"What is your name?"
Translation:Quid tibi est nomen?
"Tibi" is not really the possessive "your", it's closer to "to you". So "Quid tibi est nomen" is not separating a noun phrase but rather "What to you is (the) name?"
Although Latin is primarily SOV, the word order is relatively flexible. Also, "esse/to be" is a stative/copular verb and as such does not take an object but rather a subject complement, meaning everything is in the nominative. Therefore it is common to see SVC as a way to disambiguate it from SV.
Havingf done translation work for over 30 years in Warlpiri, an Aboriginal language of Central Australia, it is very interesting to now be learning some Latin, another 'free' word order language. I put 'free' in quotes in that my experience in Warlpiri is that various word orders serve various pragmatic choices made by speakers to make certain things salient.
Is "nomen tibi quid est" wrong? In Portuguese you can say "teu nome, qual é?" and in Spanish I think "tu nombre, ¿cual es?" would also be acceptable, although definitely not common. Latin is way more flexible than those two, so it'd be weird to me if the sentence above were wrong.
Between grammatical number and gender and case declension, there are a lot of ways to form the possessive "your".
"Tibi" and "vobis" are the dative case. "Nomen tibi" is more literally "the name to you".

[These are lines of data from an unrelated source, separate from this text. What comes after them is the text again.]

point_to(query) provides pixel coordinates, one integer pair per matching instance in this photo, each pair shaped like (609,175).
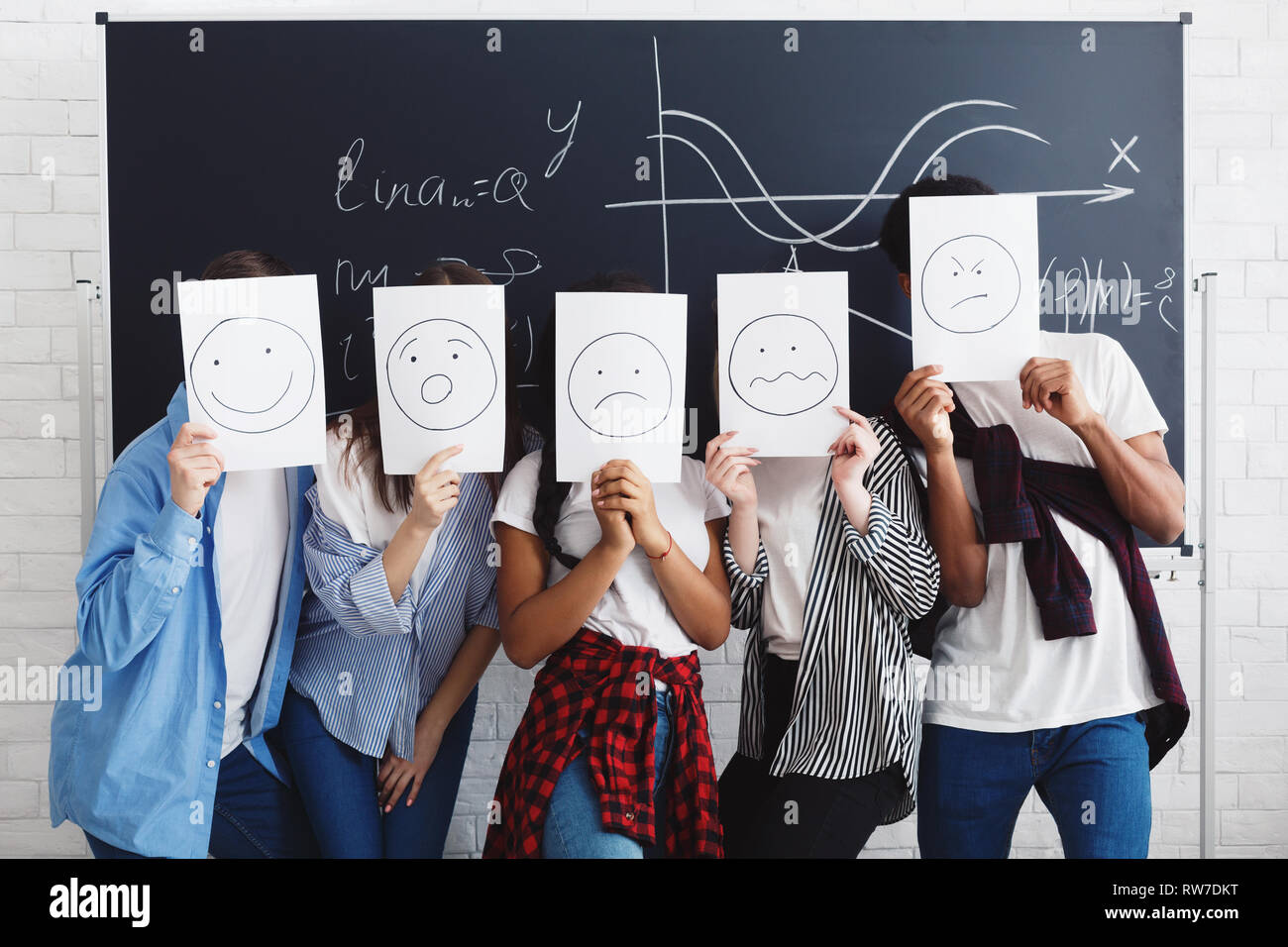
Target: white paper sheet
(253,364)
(974,285)
(619,381)
(441,375)
(785,363)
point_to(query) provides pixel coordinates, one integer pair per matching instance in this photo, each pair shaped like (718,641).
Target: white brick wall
(1239,167)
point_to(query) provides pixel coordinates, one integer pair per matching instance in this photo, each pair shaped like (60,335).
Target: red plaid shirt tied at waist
(1018,496)
(604,686)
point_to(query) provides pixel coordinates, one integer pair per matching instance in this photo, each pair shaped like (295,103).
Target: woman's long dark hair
(552,492)
(364,447)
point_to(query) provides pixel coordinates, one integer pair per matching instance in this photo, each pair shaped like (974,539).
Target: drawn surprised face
(253,375)
(619,385)
(441,373)
(782,365)
(970,283)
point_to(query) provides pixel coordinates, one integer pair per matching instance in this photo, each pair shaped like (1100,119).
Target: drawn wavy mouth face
(441,373)
(239,368)
(970,283)
(784,373)
(619,385)
(782,364)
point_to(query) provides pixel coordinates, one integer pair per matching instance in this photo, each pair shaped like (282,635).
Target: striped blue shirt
(372,664)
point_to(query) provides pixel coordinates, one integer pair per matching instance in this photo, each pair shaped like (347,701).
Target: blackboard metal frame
(1198,557)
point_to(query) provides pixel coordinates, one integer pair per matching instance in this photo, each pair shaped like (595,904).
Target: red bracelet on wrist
(670,541)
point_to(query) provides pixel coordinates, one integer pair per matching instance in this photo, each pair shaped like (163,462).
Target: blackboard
(532,151)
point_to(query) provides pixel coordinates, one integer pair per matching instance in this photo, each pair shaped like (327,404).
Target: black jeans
(798,815)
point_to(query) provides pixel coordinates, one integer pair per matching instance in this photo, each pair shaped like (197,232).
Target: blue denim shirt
(140,770)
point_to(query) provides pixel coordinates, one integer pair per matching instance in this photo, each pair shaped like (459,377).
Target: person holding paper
(616,583)
(827,562)
(1050,663)
(189,598)
(397,630)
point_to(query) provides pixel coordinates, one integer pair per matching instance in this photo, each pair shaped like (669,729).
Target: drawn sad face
(970,283)
(253,375)
(619,385)
(441,373)
(782,365)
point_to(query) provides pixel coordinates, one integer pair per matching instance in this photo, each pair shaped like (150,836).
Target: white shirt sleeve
(519,495)
(1127,403)
(339,500)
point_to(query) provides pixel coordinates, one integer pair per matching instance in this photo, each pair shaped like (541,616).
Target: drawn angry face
(619,385)
(253,375)
(970,283)
(782,365)
(441,373)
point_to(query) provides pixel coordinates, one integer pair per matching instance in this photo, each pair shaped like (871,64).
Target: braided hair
(552,492)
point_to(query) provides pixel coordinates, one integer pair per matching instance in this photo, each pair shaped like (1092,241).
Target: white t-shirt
(992,669)
(252,527)
(634,609)
(348,495)
(790,493)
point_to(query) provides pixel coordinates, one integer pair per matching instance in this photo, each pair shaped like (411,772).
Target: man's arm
(951,526)
(1141,480)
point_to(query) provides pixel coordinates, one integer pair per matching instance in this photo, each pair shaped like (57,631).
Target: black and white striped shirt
(857,702)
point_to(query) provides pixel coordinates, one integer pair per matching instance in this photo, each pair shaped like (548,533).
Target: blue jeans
(339,788)
(1093,777)
(257,815)
(575,826)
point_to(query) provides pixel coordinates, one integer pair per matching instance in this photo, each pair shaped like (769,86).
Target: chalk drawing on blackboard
(782,365)
(970,283)
(619,385)
(441,373)
(253,375)
(794,232)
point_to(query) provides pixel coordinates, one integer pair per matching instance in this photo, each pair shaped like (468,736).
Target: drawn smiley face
(970,283)
(253,375)
(441,373)
(619,385)
(782,365)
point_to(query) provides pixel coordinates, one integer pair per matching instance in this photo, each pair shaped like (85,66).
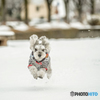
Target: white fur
(43,46)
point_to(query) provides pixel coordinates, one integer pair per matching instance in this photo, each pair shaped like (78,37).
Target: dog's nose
(39,55)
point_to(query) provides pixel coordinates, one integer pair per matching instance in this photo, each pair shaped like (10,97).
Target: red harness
(40,63)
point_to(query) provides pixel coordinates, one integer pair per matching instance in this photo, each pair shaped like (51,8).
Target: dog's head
(40,47)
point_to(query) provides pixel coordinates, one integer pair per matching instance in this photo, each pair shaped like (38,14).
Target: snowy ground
(75,64)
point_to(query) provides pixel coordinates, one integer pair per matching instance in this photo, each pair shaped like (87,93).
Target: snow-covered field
(75,64)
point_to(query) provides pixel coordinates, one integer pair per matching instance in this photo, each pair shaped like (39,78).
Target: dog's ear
(45,42)
(33,39)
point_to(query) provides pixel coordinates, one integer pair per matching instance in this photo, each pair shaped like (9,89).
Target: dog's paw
(40,74)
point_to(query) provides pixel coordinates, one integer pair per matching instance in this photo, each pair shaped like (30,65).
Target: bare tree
(92,6)
(3,11)
(49,2)
(66,9)
(79,4)
(26,11)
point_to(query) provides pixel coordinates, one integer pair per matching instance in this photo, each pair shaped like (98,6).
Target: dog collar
(40,62)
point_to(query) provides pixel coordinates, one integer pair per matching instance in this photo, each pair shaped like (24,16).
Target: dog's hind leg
(49,72)
(33,71)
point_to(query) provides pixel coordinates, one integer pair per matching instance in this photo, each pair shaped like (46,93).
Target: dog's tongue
(40,42)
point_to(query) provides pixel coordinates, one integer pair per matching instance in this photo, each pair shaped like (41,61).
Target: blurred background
(54,18)
(73,28)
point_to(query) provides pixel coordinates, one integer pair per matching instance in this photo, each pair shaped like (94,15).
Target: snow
(7,33)
(21,26)
(61,7)
(75,64)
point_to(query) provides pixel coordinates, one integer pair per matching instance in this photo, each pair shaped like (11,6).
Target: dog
(39,62)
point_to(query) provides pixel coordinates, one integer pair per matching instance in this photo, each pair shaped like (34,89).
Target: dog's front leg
(33,71)
(41,72)
(49,73)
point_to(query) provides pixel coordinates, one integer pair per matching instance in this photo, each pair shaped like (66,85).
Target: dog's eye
(35,49)
(42,49)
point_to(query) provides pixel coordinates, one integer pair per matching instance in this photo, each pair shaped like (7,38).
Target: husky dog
(39,62)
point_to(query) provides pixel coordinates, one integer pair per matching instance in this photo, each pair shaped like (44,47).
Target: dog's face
(39,47)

Here is a plain-English overview of what the cases are and how they work:
Latin cases, in English
Adjectives must agree in gender, number, and case with the nouns they modify, but they have their own declensions. Sometimes you get lucky and the adjective just happens to follow the same declension as the noun, but that is not a guarantee.
Back to a word order question.
We are asked to translate "Quid est ei nomen?" - what is his name.
Then we are asked to translate what is your name. I go for 'Quid est tibi nomen?' which seems to be following the same stucture to me. While my answer is accepted it offers "Quid tibi est nomen?" as an alternative, presumably the preferred alternative.
When does the thing word go between 'is name' and when does it go outside. Is it completely arbitrary and I'm reading more into this than I should? Is it 'mihi nomen est' or 'nomen mihi est' when I attempt to introduce myself?
It's extra flexible because that's the dative, not the genitive. "Quid est ei nomen?" is literally "What is to him the name?" That makes it easier to split up and move around.
Introducing yourself, as far as I've seen, would be "Nomen mihi est Heather", literally "The name to me is Heather".
"Quid tibi est nomen?" makes use of what is called the dative of possession. It makes perfect sense grammatically. Latin is not English and English is not Latin. Irish does something very similar.
Here, "Marcus" is in the nominative because it's either the subject or the subject complement: Nomen tibi Marcus est; Marcus est tibi nomen. Marcus is your name; Your name is Marcus.
It's the vocative "Marce" when you're addressing him directly: Marce, quis es? The address is not part of the sentence itself. Marcus, who are you?
So you would say "Marce, estne nomen tibi Marcus?"